Não se pode deter o que está por vir. Uma frase aparentemente jogada no roteiro de “Onde os Fracos Não Tem Vez” é a essência do filme dos irmãos Coen. A película, grande vencedora do Oscar, fala sobre o conflito entre dois mundos, ou talvez entre vários mundos, em meio o deserto arisco do Texas. A sobreposição de temas contemporâneos como ultra-violência, drogas, psicopatia e mesmo o rastreamento é pano de fundo para uma discussão mais intensa. Aquele senhor, sentado numa cadeira de balanço, conversa com um desolado Tommy Lee Jones, o xerife cansado de já ter visto de tudo, é a voz saudosista dizendo que o pior ainda está por vir. É mais um entre as pesonagens que surgem sem avisar. Não é por acaso.

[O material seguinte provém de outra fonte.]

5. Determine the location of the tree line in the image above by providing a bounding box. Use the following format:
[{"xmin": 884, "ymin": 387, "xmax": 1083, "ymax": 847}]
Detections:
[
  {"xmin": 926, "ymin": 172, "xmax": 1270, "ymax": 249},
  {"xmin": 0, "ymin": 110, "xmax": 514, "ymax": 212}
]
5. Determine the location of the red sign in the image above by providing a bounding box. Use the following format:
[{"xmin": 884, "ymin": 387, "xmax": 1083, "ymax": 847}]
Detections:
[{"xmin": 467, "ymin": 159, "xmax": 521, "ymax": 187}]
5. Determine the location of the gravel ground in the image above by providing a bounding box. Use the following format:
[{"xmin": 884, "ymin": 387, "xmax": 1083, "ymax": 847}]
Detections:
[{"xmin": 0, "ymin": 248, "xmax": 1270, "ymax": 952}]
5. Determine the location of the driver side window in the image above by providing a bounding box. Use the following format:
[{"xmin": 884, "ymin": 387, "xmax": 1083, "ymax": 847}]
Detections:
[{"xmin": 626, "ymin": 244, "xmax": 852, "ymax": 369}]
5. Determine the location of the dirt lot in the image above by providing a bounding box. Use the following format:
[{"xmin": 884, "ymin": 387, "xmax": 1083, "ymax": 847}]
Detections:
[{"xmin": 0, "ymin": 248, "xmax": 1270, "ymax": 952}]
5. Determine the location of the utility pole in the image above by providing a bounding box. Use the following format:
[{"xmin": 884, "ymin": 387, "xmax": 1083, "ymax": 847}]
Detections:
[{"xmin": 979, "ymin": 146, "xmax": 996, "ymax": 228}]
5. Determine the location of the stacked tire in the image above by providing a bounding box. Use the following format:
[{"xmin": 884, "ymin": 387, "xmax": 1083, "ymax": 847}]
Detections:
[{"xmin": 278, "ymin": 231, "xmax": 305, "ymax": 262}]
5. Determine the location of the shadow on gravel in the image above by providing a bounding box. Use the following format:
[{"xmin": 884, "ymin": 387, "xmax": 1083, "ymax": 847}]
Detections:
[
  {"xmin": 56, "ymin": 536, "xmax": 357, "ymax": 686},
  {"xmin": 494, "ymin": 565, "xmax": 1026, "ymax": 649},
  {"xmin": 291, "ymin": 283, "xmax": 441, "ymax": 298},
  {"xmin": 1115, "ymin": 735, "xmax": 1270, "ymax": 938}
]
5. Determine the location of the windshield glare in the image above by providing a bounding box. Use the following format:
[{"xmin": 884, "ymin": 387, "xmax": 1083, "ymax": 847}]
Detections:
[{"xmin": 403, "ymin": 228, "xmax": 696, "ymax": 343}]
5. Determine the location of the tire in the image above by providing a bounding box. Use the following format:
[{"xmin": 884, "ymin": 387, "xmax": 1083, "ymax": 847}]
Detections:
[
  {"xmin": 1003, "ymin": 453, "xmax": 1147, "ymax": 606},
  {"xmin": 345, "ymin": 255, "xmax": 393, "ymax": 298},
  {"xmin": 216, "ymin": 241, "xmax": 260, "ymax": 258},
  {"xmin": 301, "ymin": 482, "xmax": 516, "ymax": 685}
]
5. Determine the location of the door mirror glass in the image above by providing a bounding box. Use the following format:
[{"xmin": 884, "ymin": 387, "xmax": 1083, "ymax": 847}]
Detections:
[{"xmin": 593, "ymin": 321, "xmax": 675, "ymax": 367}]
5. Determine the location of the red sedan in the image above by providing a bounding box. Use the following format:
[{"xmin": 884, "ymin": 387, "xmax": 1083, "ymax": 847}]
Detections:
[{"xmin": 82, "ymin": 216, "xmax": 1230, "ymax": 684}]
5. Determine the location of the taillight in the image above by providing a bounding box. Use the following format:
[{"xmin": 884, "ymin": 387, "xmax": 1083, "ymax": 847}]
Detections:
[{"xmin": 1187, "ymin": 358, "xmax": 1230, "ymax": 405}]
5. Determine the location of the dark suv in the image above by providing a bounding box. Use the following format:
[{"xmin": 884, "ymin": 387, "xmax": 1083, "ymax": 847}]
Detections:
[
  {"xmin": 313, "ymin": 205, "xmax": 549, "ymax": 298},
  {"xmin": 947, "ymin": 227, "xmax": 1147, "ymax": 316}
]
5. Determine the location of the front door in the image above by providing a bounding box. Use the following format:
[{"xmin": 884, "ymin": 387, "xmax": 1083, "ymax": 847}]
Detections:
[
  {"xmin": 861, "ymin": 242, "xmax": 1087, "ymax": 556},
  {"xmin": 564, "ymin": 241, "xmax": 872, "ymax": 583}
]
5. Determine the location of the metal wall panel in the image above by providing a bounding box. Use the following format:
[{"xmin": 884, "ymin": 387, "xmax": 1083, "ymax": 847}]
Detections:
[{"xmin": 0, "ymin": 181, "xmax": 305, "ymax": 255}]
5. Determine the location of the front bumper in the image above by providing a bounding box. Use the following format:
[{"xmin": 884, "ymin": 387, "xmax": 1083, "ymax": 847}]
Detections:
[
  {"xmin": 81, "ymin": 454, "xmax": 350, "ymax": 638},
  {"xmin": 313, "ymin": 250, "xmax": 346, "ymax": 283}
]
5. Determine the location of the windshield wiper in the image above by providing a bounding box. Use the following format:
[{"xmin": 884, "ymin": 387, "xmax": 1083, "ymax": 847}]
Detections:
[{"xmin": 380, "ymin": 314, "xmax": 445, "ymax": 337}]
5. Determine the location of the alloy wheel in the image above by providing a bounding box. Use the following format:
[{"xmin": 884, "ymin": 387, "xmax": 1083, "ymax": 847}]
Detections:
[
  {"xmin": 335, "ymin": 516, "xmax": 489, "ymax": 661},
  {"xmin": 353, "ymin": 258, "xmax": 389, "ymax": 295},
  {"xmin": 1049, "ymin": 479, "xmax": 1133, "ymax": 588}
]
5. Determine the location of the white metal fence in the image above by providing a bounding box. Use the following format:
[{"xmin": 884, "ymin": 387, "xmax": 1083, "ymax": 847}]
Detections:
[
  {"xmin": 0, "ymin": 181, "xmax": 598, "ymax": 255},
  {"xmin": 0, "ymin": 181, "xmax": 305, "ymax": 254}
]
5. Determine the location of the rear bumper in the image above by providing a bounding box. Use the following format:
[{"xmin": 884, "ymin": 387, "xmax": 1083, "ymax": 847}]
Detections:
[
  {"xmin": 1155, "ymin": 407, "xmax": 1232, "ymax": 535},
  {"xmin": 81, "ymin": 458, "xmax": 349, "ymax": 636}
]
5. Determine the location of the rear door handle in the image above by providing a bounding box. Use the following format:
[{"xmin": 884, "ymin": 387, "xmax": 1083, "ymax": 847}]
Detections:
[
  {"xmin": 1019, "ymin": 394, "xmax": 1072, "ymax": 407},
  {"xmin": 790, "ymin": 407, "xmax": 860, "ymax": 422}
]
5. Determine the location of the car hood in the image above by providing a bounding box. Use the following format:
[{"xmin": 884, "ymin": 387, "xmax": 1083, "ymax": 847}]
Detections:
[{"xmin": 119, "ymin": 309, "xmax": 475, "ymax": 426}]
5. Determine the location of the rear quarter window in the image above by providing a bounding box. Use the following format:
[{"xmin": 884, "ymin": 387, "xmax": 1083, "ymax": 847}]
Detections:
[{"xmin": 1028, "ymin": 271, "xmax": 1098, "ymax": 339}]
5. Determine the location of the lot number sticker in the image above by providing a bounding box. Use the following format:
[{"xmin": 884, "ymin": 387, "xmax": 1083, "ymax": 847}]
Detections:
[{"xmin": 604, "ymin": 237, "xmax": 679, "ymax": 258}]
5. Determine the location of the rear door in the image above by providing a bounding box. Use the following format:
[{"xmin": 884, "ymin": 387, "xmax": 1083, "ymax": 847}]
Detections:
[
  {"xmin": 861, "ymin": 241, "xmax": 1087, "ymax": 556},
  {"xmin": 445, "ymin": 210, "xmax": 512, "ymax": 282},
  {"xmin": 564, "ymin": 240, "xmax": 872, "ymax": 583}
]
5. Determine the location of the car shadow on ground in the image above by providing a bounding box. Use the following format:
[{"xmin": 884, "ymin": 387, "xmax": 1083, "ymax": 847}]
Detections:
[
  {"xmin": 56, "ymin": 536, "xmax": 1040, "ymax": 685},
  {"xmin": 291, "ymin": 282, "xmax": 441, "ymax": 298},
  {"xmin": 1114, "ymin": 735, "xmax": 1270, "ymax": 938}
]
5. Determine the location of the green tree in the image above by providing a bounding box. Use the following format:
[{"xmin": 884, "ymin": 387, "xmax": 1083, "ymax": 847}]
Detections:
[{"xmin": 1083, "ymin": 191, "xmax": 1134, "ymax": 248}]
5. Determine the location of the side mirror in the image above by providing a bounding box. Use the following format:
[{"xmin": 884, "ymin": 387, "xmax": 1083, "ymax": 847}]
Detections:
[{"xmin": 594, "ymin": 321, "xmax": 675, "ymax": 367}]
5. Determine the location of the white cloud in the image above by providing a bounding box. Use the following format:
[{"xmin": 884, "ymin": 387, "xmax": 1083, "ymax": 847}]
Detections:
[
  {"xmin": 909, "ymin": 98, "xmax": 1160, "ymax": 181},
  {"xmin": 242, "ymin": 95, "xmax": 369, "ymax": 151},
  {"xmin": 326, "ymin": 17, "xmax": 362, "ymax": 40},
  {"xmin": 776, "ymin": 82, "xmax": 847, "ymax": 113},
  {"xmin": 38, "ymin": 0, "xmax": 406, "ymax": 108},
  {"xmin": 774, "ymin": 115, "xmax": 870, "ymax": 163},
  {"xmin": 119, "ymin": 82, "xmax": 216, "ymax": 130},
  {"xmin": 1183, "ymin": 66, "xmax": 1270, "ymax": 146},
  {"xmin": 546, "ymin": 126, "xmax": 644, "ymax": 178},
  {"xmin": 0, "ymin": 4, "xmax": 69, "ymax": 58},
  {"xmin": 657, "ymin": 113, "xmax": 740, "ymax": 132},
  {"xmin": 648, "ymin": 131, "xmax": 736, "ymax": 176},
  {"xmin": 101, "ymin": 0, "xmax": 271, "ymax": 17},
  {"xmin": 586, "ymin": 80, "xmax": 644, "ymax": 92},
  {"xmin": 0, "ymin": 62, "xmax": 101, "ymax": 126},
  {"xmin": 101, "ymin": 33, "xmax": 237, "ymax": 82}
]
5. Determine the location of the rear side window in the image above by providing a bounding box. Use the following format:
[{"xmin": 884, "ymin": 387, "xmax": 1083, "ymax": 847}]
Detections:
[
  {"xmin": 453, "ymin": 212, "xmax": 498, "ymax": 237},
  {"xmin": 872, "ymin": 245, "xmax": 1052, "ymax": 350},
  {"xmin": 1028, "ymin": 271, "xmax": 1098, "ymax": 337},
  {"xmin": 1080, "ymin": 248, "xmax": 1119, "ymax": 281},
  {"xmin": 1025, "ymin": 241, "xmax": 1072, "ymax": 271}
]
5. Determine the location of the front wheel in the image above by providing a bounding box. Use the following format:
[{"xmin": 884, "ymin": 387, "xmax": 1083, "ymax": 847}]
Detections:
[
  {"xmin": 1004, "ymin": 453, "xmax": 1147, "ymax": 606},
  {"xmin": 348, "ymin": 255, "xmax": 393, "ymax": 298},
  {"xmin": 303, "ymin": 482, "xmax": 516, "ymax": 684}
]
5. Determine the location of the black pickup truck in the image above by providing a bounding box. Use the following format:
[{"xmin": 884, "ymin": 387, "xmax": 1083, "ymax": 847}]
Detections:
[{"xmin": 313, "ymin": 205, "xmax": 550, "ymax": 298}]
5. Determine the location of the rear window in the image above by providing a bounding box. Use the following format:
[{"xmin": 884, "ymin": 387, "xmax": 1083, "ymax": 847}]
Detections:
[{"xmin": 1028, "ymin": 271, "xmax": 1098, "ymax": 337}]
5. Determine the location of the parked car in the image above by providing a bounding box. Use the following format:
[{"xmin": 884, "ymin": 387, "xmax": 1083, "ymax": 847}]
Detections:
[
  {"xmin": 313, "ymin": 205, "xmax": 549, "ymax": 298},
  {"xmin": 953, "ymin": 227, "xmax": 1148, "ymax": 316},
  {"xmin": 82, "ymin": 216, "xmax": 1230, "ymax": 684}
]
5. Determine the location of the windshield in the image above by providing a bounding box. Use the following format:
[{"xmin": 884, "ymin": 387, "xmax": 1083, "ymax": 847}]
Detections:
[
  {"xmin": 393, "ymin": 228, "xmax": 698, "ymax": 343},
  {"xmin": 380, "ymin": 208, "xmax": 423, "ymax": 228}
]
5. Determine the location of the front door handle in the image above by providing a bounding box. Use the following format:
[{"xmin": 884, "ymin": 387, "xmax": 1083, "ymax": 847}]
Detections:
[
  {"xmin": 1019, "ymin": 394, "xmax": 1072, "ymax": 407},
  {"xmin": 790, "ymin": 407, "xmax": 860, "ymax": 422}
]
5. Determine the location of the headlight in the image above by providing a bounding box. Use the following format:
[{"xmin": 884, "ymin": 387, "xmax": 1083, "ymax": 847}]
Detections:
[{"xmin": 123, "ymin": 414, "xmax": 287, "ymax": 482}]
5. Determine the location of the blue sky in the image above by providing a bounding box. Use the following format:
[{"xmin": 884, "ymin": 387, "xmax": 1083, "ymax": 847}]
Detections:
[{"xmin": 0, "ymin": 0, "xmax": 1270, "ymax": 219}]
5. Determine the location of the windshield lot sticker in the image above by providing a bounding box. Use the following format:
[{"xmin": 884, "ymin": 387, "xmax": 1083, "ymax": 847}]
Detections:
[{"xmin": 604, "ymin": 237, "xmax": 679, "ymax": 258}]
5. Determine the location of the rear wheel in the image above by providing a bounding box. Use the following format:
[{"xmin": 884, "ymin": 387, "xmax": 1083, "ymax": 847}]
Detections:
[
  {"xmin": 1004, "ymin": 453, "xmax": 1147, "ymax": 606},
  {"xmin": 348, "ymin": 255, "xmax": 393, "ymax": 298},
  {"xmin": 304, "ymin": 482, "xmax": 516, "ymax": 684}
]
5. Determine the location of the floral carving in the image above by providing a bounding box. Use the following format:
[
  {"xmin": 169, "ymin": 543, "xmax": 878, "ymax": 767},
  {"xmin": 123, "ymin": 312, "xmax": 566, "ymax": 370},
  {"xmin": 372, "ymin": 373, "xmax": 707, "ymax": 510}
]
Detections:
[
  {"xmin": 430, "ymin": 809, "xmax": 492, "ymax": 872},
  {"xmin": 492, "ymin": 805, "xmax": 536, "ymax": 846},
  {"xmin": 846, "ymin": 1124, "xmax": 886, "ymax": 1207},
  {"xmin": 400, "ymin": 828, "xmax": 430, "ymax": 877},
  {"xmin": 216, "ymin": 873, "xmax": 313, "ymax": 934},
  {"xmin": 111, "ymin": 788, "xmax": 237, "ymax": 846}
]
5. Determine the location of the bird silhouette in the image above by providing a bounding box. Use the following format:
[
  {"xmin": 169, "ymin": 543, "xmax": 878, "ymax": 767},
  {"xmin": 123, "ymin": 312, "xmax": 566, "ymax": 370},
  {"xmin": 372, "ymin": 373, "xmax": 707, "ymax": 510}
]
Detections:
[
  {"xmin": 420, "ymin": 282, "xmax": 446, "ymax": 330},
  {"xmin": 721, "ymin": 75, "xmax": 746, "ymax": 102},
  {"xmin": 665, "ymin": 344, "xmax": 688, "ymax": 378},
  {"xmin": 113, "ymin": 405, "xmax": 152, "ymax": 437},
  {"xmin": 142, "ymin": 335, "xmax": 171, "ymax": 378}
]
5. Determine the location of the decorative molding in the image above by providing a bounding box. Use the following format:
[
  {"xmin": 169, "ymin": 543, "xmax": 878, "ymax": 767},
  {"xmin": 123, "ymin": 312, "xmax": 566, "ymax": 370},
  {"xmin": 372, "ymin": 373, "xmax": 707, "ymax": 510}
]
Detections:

Essa é uma especialidade dos irmãos Coen. Retratam a desgraça humana usando caipiras nas profundezas estadunidenses, do norte gelado de Fargo ao deserto escaldante de “Onde os Fracos Não Tem Vez”. Mesmo explorando as personagens mais grotescas, seus perdedores contumazes, os Coen o fazem com um condescendência admirada. Não ridicularizam seus tipos, como se dizessem, “fosse eu um bronco do meio-oeste faria o mesmo”. Os Coen são hoje os melhores documentaristas da ficção americana.

A linearidade de “Onde os Fracos…” se perde num momento preciso do filme. O herói é abatido e sua morte não ocupa mais que segundos na tela. A morte se esvai no absurdo psicótico de Javier Barden, o grim reaper, e contamina o roteiro do filme. Todos os nós da trama se desatam para não mais haver sentido. E aí que aparece o velho na poltrona e decreta “Não se pode deter o que está por vir”.

Mesmo com essa tradução exdrúxula, o título escolhido para a versão em português não deixa de ser interessante. Resgata uma tradição de títulos poderosos para filmes de caubói. Mas só conta uma parte da história. “No Country for Old Men” significa sim “onde os fracos não tem vez”. Mas esconde a verdadeira mensagem do filme. Nessa terra inóspita do presente, os mais velhos não tem a menor chance de sobrevivência.

7 thoughts on “O que está por vir

  1. Esse filme é meio uma versão “cult” de um Terminator rodado no Texas. Veja lá, tem um estrangeiro com um corte de cabelo esquisito (Arnold é austríaco e Javier espanhol), e os dois andam armados até os dentes e ao perseguirem seu alvo matam todos que aparecem em sua frente. Dar um Oscar ao Javier é um exagero, não é difícil interpretar alguém sem emoçoes como o robô de Exterminador. É só seguir a proramação básica e seguir em frente, matar e sobreviver. Tem até a cena em que o Terminator arranca seu olho machucado em frente ao espelho, Xavier faz igual com seu ferimento na perna. Se for para dar prêmio para algum que fosse para o Arnold que ao menos foi original e não tenta justificar sua existência. Aí até incluo o assassino de Colateral, interpretado pelo Tom, que ao menos é mais inteligente e não fica se justificando, diz apenas que existem predadores e ovelhas, e ele não escolheu, apenas aceitou o que era.
    Mas voltando ao filme em questão, não gostei, não tenho nada contra os Coen, mas também não é tudo que fazem que deve ser aceito como obra prima.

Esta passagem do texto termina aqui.